Background technology
With the continuous development of network and various plateform system, modern society becomes the ocean of data.Daily communication people
Live various identity informations, website interaction produce browse information, the order data of various ecommerce, Learning Studies and
Document data of office etc., each computer user is the producer of data, is also the consumer of data.Information processing system
Daily needs are in the face of the data source huge with process.In face of mass data, how effectively to store and to manage, in mining data
Useful information becomes the focus of modernization intellectual technology.Effective storage of data is exactly using same space after all
Resource stores more data volumes.The operation being directed to can be a lot, but the method acting on data itself is exactly data pressure
Contracting and redundant data are deleted.Duplicate removal for data itself and compress technique are the most direct, are also current with research the widest
Field.
Data de-duplication technology has application for many years and Research foundation in industrial quarters and academia.Sending out from this technology
From the point of view of exhibition, the constant comparison being all by data of model framework, eliminate the data slot repeating, set up metadata and safeguard, its
Middle duplicate removal rate and time efficiency are the emphasis of this technical concerns.The generation of data after from original document to duplicate removal, then to data also
Originally it was original document, the emphasis of concern is different, data de-duplication technology, beyond itself storage is with aspect, obtains difference
The expansion of degree.
Make a general survey of data compression data duplicate removal, no matter which kind of processing means, need to carry out process, the excavation of information of data
Too busy to get away is all that file data after processing storage is recovered.In addition, storage system is only intended to big data
Preserve, client needs request to access, or when system server needs to carry out data verification and compare, will be by the literary composition of system
Number of packages evidence recovers from storage medium.So, file access pattern becomes another key technology point of data processing.Have
The File Instauration Technique of effect can quickly respond the request of system, the ability improving system-computed and processing big data.
Content of the invention
The purpose of the present invention is to realize a kind of data reconstruction optimization method of online data deduplication system, process right
As if the packet after data de-duplication, distribution in duplicate removal bag for the data after duplicate removal directly affect system response
The response time of client, by optimizing storage organization, system can feedback user more in real time access request.

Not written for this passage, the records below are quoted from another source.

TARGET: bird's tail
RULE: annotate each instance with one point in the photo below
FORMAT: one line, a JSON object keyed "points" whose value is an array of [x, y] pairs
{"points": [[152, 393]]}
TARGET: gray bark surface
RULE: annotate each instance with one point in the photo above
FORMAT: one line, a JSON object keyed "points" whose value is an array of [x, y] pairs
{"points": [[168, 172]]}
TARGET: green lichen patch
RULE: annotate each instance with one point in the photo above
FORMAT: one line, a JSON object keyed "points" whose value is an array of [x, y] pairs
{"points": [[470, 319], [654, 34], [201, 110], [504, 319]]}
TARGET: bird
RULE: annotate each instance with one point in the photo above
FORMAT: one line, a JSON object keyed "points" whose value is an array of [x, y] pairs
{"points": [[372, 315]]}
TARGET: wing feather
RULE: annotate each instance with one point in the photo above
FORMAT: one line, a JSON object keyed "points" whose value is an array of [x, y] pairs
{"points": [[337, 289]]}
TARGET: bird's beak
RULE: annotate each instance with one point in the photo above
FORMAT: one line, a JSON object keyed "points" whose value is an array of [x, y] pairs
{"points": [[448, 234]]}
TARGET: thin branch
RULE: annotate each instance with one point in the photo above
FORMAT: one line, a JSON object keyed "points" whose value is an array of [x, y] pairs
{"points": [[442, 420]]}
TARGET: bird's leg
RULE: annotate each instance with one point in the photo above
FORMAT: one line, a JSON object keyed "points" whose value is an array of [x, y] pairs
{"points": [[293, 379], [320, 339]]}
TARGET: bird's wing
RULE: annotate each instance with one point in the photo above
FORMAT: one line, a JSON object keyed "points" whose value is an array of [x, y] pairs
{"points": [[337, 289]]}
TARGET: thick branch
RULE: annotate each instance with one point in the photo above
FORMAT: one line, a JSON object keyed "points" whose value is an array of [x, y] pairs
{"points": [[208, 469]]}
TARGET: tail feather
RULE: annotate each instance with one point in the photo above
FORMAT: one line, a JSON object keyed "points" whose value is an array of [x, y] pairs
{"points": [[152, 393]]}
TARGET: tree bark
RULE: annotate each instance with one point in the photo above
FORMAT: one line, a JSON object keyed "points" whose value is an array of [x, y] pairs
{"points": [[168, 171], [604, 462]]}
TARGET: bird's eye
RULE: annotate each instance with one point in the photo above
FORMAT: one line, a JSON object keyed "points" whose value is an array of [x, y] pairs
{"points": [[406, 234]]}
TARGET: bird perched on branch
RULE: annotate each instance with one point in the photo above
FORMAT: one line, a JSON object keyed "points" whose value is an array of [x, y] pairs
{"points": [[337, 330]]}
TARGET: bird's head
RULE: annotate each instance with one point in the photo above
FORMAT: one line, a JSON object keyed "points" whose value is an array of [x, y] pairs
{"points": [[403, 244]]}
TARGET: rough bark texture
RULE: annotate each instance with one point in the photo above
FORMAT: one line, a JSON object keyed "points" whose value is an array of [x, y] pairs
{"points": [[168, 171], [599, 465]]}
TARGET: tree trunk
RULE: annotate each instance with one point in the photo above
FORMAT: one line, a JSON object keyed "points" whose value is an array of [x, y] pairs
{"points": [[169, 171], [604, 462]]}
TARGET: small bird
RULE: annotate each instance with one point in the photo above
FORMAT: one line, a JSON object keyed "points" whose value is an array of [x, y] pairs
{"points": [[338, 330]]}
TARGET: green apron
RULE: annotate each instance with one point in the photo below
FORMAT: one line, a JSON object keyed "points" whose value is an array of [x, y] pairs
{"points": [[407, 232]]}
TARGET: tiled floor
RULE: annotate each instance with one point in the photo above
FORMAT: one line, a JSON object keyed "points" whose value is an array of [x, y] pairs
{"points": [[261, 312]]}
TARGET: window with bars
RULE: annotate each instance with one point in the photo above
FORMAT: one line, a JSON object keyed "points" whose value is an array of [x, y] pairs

The purpose of the present invention is realized by following technical scheme:
A kind of data reconstruction optimization method of online data deduplication system, comprises the steps:
(1), after, online data deduplication system carries out data deduplication to original document, duplicate removal bag, duplicate removal system are generated
The system response access request to the data based on file-level for the user, is accessed by the storage that file access pattern realizes user, online
Data deduplication system can count the access times of each file in duplicate removal bag within the time of one section of default measured length, will visit
Ask that frequency is higher than that the file of certain value classifies as active file collection, the file that visiting frequency is less than this critical value is classified as non-conventional literary composition
Part collection, then execution step (2) operation;
(2), suspend the data access request of data deduplication system, carry out the data block based on file-level and reset,
Document entity in the active file set pair duplicate removal bag that active file filter obtains according to step (1) carries out shunting process;Place
Reason process is:According to the putting in order of original document in duplicate removal bag, read the document entity in duplicate removal bag one by one, comparison document is real
The filename of metadata information section of body record respective file and file type, if file name is present in step (1) and generates
Active file concentrate, then execution step (3) operation;
(3), read the unique data block number area of document entity, according to data block mapping ruler, find each corresponding volume
Number deposit position in duplicate removal bag for the unique data block, corresponding unique data block is written in the file that will recover,
And last the unique data block in document entity is also written in file to be recovered, if step (2) is all complete
After one-tenth, then execution step (4), otherwise continue to return execution step (2);
(4), the file of conventional concentration is re-started data block cutting and fingerprint calculates, and generate new logic data block
Unit and file describe metamessage, and newly-generated data message is written in new duplicate removal bag, then execution step (5) behaviour
Make;
(5), the non-conventional file set corresponding unique data block in old duplicate removal bag is carried out the number based on file-level
According to recovery, file in non-conventional file set is appended in new duplicate removal bag, is put into the rear end of data slot in new duplicate removal bag,
After the completion of delete old duplicate removal bag;
(6) data distribution in, newly-generated duplicate removal bag is based on the data block that active file is comprised and file unit
The prefetching and concentrating of data, data deduplication system recovers the response request to data access for the user.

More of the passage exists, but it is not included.